Vamos perdendo a noção dos processos que são tão presentes na infância: aprender, tentar, errar, explorar, tentar de novo… Ninguém nasceu caminhando, nem falando, as crianças vão experimentando e são (ou deveriam ser) validadas e incentivadas nas suas tentativas. Mas chega um momento que nos vemos prontas, limitadas a uma única oportunidade, ansiosas pela chegada, sem curtir o caminho, sem pedir ajuda, sem compartilhar a parte da construção.

O conceito de espontaneidade trazido por Moreno no Psicodrama é exatamente sobre se estar antenada com o fluxo, é sobre sermos capazes de nos adaptar adequadamente com as novidades, com os acidentes, com os imprevistos – que irão sempre aparecer!

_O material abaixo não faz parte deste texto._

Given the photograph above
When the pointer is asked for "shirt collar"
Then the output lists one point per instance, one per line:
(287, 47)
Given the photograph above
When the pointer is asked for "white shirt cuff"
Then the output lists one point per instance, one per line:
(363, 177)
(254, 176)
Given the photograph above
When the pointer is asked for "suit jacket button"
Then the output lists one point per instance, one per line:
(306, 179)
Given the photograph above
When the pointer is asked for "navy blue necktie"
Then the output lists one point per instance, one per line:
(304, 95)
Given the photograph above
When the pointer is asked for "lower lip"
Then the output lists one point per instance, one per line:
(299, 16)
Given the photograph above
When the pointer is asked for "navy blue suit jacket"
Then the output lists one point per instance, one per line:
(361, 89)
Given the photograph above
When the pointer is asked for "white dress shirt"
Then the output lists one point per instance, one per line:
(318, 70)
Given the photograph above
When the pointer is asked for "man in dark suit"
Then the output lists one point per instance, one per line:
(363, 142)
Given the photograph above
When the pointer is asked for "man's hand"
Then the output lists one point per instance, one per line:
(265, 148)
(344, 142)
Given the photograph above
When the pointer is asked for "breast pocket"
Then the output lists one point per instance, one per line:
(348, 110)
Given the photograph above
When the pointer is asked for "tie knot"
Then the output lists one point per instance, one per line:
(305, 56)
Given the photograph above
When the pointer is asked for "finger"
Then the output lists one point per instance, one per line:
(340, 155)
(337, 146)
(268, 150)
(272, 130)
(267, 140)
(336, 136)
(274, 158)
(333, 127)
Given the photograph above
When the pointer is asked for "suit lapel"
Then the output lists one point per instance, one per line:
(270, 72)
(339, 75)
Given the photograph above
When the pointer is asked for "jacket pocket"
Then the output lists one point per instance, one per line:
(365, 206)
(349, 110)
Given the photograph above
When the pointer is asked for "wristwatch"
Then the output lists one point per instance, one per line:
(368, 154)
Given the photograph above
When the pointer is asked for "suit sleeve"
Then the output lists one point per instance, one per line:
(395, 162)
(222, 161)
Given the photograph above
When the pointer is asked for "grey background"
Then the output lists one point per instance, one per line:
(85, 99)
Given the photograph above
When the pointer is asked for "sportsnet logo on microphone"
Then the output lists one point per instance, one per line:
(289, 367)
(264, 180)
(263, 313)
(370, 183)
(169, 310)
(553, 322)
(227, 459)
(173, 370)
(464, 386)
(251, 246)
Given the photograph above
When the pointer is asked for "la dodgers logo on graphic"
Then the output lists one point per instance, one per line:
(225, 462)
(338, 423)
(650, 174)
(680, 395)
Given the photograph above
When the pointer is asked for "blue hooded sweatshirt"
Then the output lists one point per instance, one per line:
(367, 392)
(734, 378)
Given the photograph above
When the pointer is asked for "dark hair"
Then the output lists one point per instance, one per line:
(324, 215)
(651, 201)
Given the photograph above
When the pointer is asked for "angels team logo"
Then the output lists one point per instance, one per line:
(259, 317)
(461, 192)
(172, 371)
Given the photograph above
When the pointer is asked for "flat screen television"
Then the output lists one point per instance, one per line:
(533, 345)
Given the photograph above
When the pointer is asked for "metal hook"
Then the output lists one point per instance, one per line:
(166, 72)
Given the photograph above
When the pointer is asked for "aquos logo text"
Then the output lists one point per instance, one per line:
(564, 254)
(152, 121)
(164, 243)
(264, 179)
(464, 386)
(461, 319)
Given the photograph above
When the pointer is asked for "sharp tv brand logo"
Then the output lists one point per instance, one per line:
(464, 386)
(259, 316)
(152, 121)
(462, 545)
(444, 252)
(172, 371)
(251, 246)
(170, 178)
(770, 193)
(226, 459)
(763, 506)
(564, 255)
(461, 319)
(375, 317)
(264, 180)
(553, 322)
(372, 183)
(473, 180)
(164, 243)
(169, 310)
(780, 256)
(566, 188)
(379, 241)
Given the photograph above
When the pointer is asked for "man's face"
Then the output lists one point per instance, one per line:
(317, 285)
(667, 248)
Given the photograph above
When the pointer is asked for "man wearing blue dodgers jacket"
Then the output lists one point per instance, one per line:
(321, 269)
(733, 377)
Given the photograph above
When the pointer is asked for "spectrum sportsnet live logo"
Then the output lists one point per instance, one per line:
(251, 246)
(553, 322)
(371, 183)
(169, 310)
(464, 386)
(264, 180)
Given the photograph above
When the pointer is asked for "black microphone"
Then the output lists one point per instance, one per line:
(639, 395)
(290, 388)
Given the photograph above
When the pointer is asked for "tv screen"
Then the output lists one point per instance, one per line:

É ter abertura e flexibilidade para acessar a forma mais criativa de encarar as situações, por mais difíceis e inesperadas que elas sejam. Importante destacar: espontaneidade não é impulsividade, sair falando ou fazendo o que der na telha, – especialmente se agride alguém – não é saudável.

Ser espontânea em determinada situação exige presença e criatividade, exige viver de forma íntima e sincera em relação a si mesma. O entendimento da espontaneidade e a aproximação com as crianças e o brincar permitiram ampliar minha visão para tentar coisas novas além das tarefas e da produtividade. Posso dançar, sem precisar ser dançarina; posso pintar, sem precisar ser uma artista; posso jogar, sem precisar ganhar; posso me permitir fazer coisas sem me preocupar se vão ficar boas, apenas fazer pelo prazer e espanto de criar. Isso também é saúde.